When I first moved up to Inverness, I came as part of a gospel outreach team. Someone in the church was into mime, so he choreographed a mime to “The Champion”. It sets the battle of good and evil, Jesus and Satan, in a boxing ring. There’s music in the background and a Charlton Heston-like voice over commentary. I got to be a demon stalking around the stage threateningly, when I would have preferred to be a saint looking pious and holy.
Last night I had a dream in the genre of Carman. It featured the same kind of music in the background, and the voice commentary – given by the actors involved rather than Charlton Heston. It was a church group performing it, in a very small room. It was just early days of a rehearsal. No one really knew their lines – well, the one person that didn’t know their lines was me. I had a whole scene to myself – I was playing God. I was being prompted by the director, who had to virtually recite my lines for me, and have me repeat them after her. She seemed a little bit annoyed that I didn’t know my lines like the rest of the cast. I told her that I was older than the rest of the cast, and that as God I had a lot of lines to learn.
I decided the night of the next rehearsal to ad-lib rather than go with the lines I was supposed to learn. I knew vaguely the main points and the order in which they came. It was a memorable performance. I used all those big words – omniscient, and omnipotent, and I had a Charlton Heston boom. But there was something more than just the words. I was speaking truth to the audience. As I was walking the stage, my spirit was searching for just the right words to say.
It wasn’t a performance, but there were people sitting in the seats.
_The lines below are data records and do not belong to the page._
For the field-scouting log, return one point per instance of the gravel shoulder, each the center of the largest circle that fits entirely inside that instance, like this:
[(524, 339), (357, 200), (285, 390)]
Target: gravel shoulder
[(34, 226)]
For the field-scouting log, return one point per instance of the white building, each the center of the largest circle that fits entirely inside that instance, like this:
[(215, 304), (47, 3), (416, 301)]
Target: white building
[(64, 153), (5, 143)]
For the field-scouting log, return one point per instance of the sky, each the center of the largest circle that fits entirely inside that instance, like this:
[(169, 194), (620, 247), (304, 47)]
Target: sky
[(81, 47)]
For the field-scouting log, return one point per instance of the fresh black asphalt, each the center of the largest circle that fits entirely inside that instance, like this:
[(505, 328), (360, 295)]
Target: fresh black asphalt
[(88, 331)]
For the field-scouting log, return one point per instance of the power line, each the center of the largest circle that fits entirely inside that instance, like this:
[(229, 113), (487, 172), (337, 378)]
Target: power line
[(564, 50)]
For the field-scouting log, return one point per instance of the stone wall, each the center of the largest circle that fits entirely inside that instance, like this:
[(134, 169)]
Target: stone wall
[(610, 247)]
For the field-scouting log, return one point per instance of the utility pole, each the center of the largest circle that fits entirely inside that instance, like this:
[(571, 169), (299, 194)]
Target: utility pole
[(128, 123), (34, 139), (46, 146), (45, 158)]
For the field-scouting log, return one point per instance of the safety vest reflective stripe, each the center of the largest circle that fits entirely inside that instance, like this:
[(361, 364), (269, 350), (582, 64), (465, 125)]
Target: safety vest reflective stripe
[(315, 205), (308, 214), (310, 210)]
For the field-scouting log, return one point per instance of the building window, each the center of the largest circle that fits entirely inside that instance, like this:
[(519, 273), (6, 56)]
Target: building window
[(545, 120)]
There weren’t many seats, but they were all full. I turned to one person, and as if I were speaking personally as God, I told them that I had been their watching as they were formed in their mother’s womb. Nothing about them was hidden from me. To someone else I told them that there was no one else qualified to sit on the throne of heaven but me. They thought that Satan was an equal adversary, like matched fighters in a boxing ring, that he was qualified to rule – but he wasn’t and would never be. I really wish I could quote line for line, rather than the sense of it. It was spine tingly awesome.
I woke up, most miffed to not be there anymore. I closed my eyes and tried to will myself back into my dream. It didn’t happen.
“What was that all about?” I asked.
“Heaven,” came the reply. “Everyday you need to parade heaven before a watching world, through your words and actions. There is no stage – just your neighbourhood, your workplace, your home. There is no audience – just the people you meet every day. They need to encounter a God that is omnipotent, a God that watched them being formed in their mother’s womb, a God that will not share power and glory with another. They need to see the amazing greatness of God – through you.”